2.2 Predict the star rating with the new features from CountVectorizer.

Validate on the test set.

In [20]:

# use default options for CountVectorizer
vect = CountVectorizer()

# create document-term matrices
X_train_dtm = vect.fit_transform(X_train)
X_test_dtm = vect.transform(X_test)

# use Naive Bayes  to predict the star rating
nb = MultinomialNB()
nb.fit(X_train_dtm, y_train)
y_pred_class = nb.predict(X_test_dtm)

# calculate accuracy
print(metrics.accuracy_score(y_test, y_pred_class))

Out[20]:

0.918786692759

In [21]:

# calculate null accuracy
y_test_binary = np.where(y_test==5, 1, 0)
max(y_test_binary.mean(), 1 - y_test_binary.mean())

Out[21]:

0.81996086105675148

In [22]:

# define a function that accepts a vectorizer and calculates the accuracy
def tokenize_test(vect):
    X_train_dtm = vect.fit_transform(X_train)
    print('Features: ', X_train_dtm.shape[1])
    X_test_dtm = vect.transform(X_test)
    nb = MultinomialNB()
    nb.fit(X_train_dtm, y_train)
    y_pred_class = nb.predict(X_test_dtm)
    print('Accuracy: ', metrics.accuracy_score(y_test, y_pred_class))

In [23]:

# include 1-grams and 2-grams
vect = CountVectorizer(ngram_range=(1, 2))
tokenize_test(vect)

Out[23]:

Features:  169847
Accuracy:  0.854207436399

Part 3: Stopword Removal

What: Remove common words that will likely appear in any text
Why: They don't tell you much about your text

3.1 Recreate your features with CountVectorizer removing stopwords.

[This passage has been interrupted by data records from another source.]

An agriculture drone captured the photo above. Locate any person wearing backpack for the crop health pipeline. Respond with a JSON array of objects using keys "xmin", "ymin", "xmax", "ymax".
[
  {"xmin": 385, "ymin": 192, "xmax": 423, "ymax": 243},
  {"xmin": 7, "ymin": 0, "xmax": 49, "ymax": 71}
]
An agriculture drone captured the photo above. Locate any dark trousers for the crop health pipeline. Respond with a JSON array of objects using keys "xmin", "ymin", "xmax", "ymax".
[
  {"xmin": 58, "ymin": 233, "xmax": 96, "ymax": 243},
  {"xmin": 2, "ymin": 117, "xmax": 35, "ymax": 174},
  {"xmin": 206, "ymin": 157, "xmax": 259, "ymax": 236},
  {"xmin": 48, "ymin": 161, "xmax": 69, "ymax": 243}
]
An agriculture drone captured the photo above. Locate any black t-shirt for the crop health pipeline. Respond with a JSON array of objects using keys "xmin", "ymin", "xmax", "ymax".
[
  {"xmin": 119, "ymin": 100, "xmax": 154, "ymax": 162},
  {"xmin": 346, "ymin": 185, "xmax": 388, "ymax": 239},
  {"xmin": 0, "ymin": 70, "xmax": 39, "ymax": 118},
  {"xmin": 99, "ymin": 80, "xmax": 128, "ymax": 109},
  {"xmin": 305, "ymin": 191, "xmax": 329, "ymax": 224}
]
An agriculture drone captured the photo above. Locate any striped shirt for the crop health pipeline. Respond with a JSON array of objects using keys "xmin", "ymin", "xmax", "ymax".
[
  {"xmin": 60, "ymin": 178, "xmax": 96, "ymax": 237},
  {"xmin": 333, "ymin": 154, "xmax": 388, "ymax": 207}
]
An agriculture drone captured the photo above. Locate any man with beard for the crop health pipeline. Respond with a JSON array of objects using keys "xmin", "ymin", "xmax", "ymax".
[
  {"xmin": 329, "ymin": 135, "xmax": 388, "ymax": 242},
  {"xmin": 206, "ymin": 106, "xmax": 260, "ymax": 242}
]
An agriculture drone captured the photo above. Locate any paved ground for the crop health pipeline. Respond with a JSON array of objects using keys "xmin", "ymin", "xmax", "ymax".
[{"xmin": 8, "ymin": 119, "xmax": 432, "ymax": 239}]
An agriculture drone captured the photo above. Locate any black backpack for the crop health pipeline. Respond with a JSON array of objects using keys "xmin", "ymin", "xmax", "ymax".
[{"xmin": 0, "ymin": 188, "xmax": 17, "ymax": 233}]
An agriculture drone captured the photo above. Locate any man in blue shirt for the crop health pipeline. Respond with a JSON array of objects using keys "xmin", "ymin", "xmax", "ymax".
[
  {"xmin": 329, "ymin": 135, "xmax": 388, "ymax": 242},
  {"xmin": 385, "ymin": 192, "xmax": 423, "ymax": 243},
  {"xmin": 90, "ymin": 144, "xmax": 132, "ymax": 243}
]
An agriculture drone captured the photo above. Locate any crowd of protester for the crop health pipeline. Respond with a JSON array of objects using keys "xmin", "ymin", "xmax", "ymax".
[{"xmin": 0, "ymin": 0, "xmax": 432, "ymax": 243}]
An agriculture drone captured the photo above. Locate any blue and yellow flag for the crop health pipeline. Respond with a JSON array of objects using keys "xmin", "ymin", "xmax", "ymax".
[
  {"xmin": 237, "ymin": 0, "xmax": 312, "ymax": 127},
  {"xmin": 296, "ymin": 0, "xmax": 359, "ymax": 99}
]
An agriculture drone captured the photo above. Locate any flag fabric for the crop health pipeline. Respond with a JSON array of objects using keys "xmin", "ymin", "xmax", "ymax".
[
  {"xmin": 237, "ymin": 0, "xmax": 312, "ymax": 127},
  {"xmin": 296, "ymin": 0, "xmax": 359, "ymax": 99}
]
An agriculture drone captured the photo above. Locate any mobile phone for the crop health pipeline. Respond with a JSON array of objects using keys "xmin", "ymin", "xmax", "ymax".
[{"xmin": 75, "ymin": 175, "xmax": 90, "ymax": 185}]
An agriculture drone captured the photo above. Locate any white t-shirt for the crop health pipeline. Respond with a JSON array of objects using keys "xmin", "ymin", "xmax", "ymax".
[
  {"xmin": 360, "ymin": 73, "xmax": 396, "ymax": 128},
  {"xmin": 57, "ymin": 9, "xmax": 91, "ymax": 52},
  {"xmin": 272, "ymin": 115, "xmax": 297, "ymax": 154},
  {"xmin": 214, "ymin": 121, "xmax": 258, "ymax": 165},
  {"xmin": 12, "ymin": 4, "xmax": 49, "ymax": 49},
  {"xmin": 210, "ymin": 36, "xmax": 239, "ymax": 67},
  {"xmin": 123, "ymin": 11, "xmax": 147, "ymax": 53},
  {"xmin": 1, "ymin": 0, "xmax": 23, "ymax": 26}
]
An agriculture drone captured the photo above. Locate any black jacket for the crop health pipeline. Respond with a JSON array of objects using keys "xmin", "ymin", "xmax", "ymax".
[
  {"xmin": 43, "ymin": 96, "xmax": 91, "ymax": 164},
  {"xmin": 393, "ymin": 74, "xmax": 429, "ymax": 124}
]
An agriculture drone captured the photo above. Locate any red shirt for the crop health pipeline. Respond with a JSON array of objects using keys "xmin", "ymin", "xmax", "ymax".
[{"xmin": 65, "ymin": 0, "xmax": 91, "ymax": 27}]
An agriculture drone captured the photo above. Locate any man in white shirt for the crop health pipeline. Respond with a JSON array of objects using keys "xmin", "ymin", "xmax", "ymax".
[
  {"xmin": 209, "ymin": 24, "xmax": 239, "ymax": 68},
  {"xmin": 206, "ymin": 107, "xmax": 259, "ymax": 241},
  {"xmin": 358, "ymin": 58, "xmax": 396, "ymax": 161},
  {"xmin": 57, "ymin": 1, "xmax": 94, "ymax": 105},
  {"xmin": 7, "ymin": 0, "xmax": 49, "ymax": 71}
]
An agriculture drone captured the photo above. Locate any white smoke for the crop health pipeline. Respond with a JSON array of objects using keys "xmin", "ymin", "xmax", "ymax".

stop_words: string {'english'}, list, or None (default)
If 'english', a built-in stop word list for English is used.
If a list, that list is assumed to contain stop words, all of which will be removed from the resulting tokens.
If None, no stop words will be used. max_df can be set to a value in the range [0.7, 1.0) to automatically detect and filter stop words based on intra corpus document frequency of terms.

In [24]:

# show vectorizer options
vect

Out[24]:

CountVectorizer(analyzer=u'word', binary=False, decode_error=u'strict',
        dtype=<type 'numpy.int64'>, encoding=u'utf-8', input=u'content',
        lowercase=True, max_df=1.0, max_features=None, min_df=1,
        ngram_range=(1, 2), preprocessor=None, stop_words=None,
        strip_accents=None, token_pattern=u'(?u)\\b\\w\\w+\\b',
        tokenizer=None, vocabulary=None)

In [26]:

# remove English stop words
vect = CountVectorizer(stop_words='english')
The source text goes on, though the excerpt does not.